道元禅師は「同事といふは不違なり」とお教えになられました。
「不違」とは、「ちがわない」と言う事です。何が何にどう違わないのでしょうか?人と人とが互いに向かい合う時、「相手の立場になってという事です。相手の立場になって話合いましょう、考え合いましょう、これが教えられるところの「同事」であります。
私たちはいつも先ず自分を中心にして物事を考えがちです。つい「自我」が出てしまいます。それを相手に合わせて、同じ立場になって、と、言う事になればなかなか出来にくい事です。
それをそれぞれ個性の異なる一人一人の相手と同じ立場になるとなれば必要なのは「やわらかい心」です。
「やわらかい心」とはこの場合、柔軟心といいまして、個性の異なる如何なる相手にも、自分のほうから合わせていく事の出来る自分の心持ちであります。福祉の時代と称される現代に最も必要な心です。
子供に対しては自分が子供になって、女性の場合にも、まして老人に対してはなおの事ですね。

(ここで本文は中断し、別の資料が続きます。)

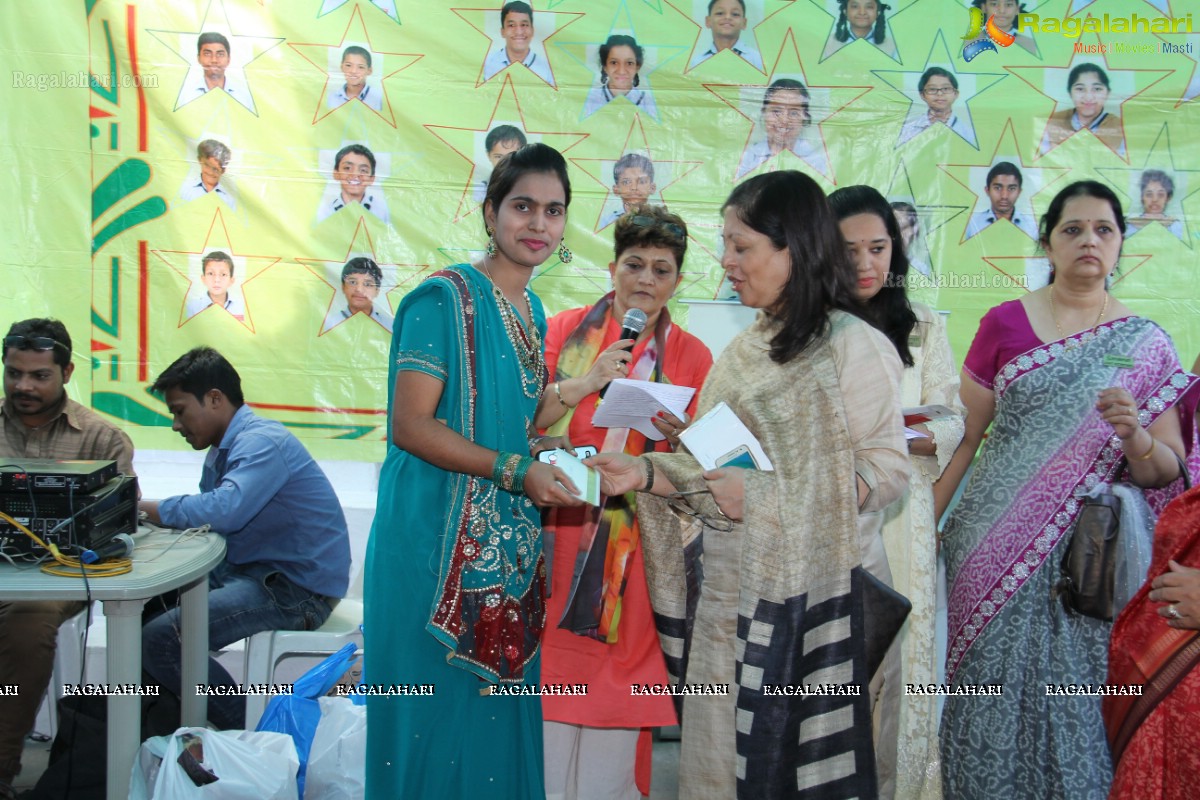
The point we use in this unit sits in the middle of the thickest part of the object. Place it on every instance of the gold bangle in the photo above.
(648, 467)
(558, 394)
(1150, 452)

端的に言って「同事の心」とは自分の心を相手に行きつかせる事、すなわ相手が自分の心をうけとって納得して頂く事であります。
そこに大切な事は、先ず自分が自分にくいちがいが無いようにということです。貴方は如何ですか?昨日の自分と今日の自分に違いはありませんか。
先ず「確立した自分」であって初めて「同事」が現成するのです。
これを道元禅師さまは
「他をして自に同ぜしめて 後に自をして他に同ぜしむる」
とお示しになられました。
これを「和光同塵の心」と教えられます。